Как ни странно, несмотря на разрушительное действие газа и годы, проведенные в психбольнице, отец по-прежнему был красив. Удлиненные правильные черты, ясные глаза, навевающие мысль о крошечном прозрачном морском гроте, такого густого синего цвета, будто в них плеснули чистую лазурь. А еще Vater сохранил густую белую шевелюру, которая делала его похожим на короля викингов.
Но все портила худоба. Казалось, это красивое лицо при каждой смене выражения выставляет напоказ всю свою механику: морщины, мускулы, кости – все было на виду, будто с него содрали кожу.
– Не подходи ко мне!
Петер Бивен скорчился на койке. Он был так же высок, как Франц, но весил, наверно, вдвое меньше, если не втрое. Он напоминал какую-то сложную конструкцию из костей, обтянутую очень тонким слоем плоти.
– Папа, ну будь же благоразумен.
– Говорю, не подходи. Mistkerl![48] Это ты меня сюда засадил.
– Папа…
– Заткнись! Вы все против меня сговорились…
Его навязчивые идеи оставались неизменными с некоторыми вариациями: сюда его заточили, чтобы заставить молчать, потому что он знает важнейшие секреты Большой войны, например кто нанес тот пресловутый «Dolchstoß» («удар кинжалом в спину»), из-за которого немцы проиграли войну.
Как ни парадоксально, Франц видел, что сами доказательства слабоумия отца в то же время свидетельствуют о его здоровье. Он нес свой бред с такой энергией, что наверняка был в форме… Другая странность заключалась в том, что этот крест был частью жизни Бивена. И даже ее краеугольным камнем. Любовь гестаповца сумела на ком-то сконцентрироваться, пусть даже на этом полном ненависти отребье.
– В траншеях, – снова заговорил больной, – я видел людей, которые больше не могли выдержать взрывов, свиста снарядов, они затыкали себе уши, сжимая кулаки, вот так…
Он показал, прижав ладони к ушам и вытаращив глаза.
– Но коли приглядеться, видно было, что этих парней разрезало пополам. – Он закатился в хохоте. – Уши-то они берегли, а вот ног у них больше и не было!
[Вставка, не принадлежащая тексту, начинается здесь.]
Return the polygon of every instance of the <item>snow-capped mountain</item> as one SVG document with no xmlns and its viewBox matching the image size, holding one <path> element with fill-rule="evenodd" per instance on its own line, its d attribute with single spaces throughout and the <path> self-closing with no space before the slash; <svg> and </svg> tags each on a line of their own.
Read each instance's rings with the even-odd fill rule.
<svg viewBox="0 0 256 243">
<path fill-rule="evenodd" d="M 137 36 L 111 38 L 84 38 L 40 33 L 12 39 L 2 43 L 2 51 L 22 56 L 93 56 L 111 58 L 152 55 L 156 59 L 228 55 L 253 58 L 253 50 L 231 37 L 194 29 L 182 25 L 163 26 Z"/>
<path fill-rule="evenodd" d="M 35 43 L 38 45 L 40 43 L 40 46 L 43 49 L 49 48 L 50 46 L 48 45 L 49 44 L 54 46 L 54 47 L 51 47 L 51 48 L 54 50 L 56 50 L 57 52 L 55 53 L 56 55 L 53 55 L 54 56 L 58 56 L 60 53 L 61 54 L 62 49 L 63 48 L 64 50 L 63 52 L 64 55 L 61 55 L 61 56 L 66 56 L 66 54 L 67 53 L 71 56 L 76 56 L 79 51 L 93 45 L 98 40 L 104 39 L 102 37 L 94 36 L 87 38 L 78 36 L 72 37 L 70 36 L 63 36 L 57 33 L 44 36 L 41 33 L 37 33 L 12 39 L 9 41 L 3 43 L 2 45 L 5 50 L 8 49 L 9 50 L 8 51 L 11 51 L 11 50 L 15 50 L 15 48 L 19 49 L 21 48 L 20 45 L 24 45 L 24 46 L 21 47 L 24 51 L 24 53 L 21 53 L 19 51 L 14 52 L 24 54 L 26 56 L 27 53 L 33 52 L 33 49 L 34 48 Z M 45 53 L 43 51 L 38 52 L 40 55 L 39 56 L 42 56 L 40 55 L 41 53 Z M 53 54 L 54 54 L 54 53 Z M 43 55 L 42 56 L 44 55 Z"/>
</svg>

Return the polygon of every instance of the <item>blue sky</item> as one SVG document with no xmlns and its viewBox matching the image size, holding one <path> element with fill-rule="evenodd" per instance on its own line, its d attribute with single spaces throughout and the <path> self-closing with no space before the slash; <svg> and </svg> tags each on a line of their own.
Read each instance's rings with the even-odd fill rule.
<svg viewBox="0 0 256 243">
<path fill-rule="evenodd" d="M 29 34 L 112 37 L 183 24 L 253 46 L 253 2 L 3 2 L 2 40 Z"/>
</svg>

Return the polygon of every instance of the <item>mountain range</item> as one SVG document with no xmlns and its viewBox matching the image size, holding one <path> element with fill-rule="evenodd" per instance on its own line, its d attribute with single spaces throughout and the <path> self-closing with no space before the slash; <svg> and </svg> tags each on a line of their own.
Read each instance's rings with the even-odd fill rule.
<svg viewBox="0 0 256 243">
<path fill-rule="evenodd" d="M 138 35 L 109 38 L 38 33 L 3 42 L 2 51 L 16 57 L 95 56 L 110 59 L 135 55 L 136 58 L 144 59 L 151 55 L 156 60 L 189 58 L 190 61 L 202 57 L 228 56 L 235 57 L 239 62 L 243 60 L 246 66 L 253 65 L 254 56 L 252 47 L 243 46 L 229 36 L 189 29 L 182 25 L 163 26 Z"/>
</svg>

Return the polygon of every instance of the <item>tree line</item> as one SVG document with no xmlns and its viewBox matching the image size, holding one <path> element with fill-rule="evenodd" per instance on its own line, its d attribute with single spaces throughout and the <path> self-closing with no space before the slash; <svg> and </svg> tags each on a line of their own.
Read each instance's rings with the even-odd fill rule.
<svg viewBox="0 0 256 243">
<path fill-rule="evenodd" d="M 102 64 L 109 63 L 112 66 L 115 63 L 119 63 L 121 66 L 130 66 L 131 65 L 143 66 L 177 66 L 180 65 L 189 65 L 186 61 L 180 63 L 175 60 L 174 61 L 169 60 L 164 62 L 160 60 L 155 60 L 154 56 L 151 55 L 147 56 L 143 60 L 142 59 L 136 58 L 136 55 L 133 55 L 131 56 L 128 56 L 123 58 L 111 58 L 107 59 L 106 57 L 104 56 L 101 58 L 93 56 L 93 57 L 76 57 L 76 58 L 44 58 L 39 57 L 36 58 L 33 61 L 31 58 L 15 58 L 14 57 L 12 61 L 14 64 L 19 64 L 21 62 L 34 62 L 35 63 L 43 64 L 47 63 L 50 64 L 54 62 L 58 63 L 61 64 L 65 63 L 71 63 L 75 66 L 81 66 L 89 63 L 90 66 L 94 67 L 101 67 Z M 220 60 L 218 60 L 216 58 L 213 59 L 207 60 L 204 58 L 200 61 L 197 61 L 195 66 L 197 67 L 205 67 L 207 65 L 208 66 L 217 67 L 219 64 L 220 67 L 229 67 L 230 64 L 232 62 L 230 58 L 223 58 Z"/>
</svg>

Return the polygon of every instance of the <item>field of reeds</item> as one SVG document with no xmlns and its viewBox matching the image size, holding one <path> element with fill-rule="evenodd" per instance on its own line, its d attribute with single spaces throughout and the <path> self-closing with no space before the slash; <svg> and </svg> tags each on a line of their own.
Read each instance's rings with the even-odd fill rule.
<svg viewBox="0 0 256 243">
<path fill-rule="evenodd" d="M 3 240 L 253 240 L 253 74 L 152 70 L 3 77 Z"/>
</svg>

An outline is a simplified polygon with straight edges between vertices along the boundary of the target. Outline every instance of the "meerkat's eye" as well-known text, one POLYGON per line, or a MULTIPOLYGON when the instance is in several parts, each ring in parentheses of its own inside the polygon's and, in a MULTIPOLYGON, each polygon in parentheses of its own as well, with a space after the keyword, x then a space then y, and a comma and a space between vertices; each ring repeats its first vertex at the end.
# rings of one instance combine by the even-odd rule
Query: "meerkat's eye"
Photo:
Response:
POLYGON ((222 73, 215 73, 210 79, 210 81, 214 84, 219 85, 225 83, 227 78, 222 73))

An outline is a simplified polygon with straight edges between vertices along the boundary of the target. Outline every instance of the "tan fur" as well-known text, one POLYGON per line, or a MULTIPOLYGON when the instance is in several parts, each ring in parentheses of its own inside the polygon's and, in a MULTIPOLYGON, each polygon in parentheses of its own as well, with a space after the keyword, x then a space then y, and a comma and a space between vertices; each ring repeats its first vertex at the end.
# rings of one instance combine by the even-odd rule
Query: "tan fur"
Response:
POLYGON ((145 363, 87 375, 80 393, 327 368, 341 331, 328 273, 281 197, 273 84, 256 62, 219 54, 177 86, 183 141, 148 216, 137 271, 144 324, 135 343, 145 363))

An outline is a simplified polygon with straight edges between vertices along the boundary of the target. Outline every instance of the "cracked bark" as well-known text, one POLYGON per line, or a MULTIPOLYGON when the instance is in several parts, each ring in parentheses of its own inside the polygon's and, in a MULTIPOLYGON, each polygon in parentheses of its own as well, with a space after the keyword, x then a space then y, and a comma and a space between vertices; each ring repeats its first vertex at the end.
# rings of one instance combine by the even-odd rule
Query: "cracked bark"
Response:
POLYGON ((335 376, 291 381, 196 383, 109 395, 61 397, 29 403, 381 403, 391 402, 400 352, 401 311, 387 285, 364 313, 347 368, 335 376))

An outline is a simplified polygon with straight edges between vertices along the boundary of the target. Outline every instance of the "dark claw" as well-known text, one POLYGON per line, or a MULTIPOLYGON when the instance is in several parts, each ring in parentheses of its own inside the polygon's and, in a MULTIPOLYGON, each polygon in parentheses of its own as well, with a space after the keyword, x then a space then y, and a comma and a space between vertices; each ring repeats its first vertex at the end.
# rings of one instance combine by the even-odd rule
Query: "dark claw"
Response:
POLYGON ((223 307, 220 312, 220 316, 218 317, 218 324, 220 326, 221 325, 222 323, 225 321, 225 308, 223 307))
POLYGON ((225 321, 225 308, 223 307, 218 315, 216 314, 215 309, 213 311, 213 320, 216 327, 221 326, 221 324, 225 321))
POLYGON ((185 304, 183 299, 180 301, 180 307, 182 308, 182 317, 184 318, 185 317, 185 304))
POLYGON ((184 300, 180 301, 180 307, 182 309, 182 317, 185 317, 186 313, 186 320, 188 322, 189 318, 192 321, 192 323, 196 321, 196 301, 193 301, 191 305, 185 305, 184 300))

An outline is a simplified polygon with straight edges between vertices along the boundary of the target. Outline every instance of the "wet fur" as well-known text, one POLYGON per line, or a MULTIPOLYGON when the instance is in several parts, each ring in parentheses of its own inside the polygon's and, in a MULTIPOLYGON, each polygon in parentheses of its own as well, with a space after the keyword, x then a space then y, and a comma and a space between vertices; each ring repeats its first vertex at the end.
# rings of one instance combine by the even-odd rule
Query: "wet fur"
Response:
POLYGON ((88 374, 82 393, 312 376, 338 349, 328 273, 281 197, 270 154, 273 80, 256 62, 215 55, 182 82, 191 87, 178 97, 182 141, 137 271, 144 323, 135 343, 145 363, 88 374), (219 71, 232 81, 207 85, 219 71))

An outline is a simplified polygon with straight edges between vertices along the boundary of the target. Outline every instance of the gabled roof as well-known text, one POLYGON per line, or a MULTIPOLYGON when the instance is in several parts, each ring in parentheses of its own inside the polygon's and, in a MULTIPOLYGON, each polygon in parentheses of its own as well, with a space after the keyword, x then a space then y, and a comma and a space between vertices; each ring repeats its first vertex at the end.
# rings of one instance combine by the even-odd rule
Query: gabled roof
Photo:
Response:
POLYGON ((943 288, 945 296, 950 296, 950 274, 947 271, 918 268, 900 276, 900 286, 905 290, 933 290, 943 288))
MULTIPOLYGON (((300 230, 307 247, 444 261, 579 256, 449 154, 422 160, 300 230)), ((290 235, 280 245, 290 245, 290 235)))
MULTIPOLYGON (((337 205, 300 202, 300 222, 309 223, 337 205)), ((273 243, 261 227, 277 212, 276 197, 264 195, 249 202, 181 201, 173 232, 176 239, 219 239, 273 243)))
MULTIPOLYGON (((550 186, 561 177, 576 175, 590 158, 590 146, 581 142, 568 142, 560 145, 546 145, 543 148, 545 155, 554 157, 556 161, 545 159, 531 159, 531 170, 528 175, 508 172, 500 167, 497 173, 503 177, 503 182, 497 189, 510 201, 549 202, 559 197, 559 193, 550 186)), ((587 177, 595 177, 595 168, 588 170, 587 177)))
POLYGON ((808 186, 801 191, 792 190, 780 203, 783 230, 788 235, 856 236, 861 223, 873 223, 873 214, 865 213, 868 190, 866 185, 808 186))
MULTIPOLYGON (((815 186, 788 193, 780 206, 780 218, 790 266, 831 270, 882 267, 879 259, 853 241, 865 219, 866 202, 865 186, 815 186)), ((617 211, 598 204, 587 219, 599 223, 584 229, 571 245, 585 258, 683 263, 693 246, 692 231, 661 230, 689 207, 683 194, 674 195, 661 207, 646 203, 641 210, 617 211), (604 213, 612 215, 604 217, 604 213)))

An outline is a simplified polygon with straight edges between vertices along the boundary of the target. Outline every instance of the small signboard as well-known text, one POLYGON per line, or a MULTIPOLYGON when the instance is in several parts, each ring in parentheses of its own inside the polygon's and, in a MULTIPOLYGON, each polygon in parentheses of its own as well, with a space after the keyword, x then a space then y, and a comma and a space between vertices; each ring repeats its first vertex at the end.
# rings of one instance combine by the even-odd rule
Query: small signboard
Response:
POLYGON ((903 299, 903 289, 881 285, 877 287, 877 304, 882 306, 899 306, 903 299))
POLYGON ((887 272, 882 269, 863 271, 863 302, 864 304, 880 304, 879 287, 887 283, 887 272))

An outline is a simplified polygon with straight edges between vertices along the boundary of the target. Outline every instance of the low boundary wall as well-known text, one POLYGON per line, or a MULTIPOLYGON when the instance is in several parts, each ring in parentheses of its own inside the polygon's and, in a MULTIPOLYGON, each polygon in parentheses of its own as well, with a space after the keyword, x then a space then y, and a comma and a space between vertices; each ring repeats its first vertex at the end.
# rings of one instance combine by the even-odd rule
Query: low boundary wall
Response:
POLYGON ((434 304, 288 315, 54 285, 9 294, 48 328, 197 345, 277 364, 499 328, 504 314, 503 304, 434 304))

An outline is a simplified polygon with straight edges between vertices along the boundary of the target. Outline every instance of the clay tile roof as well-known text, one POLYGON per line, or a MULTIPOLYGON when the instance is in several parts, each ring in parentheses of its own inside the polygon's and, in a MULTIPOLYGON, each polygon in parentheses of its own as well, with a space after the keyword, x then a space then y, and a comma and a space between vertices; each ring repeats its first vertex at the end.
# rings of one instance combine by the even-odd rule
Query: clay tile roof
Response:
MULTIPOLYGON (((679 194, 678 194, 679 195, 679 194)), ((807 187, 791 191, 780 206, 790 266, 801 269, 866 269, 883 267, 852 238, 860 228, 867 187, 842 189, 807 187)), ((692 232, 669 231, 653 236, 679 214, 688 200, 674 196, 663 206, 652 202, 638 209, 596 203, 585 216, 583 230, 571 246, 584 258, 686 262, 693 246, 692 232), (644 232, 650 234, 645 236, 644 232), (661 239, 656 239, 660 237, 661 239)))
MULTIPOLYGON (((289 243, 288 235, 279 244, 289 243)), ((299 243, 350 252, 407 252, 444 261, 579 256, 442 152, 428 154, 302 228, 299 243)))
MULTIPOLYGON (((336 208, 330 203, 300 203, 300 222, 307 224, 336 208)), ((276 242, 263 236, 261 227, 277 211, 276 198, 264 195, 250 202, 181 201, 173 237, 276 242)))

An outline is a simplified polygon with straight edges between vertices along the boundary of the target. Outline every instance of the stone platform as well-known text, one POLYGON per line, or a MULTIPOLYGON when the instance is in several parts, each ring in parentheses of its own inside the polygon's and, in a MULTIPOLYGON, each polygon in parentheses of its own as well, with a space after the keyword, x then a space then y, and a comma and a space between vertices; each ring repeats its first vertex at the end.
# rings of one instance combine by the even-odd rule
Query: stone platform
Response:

Еще один любимый припев Vater: зверства в окопах, которые казались совершенно абсурдными. И однако, тут он говорил правду.
– Я видел расплавленные трупы в лужах человеческого жира, обезглавленных детей, а рядом кружились на месте обезумевшие матери, видел товарищей, превратившихся в кровавое месиво…
Франц рассеянно слушал. Что он здесь делает, черт побери? Разве он не должен быть в Берлине и разыскивать убийцу?
Петер вдруг умолк. Под кустистыми бровями его глаза пылали синим огнем, как сварочная горелка, готовая прожечь стекловату.
– Ты мой сын, так?
– Так.
– Как себя чувствует мать?
– Она умерла, папа. Почти пятнадцать лет назад.
– Конечно. Они ее убили, это ж ясно. Но она получила по заслугам.
– Папа…
Старый хрен выпрямился. Это продолговатое королевское лицо, словно увенчанное собольей шапкой, хорошо бы смотрелось на театральной сцене.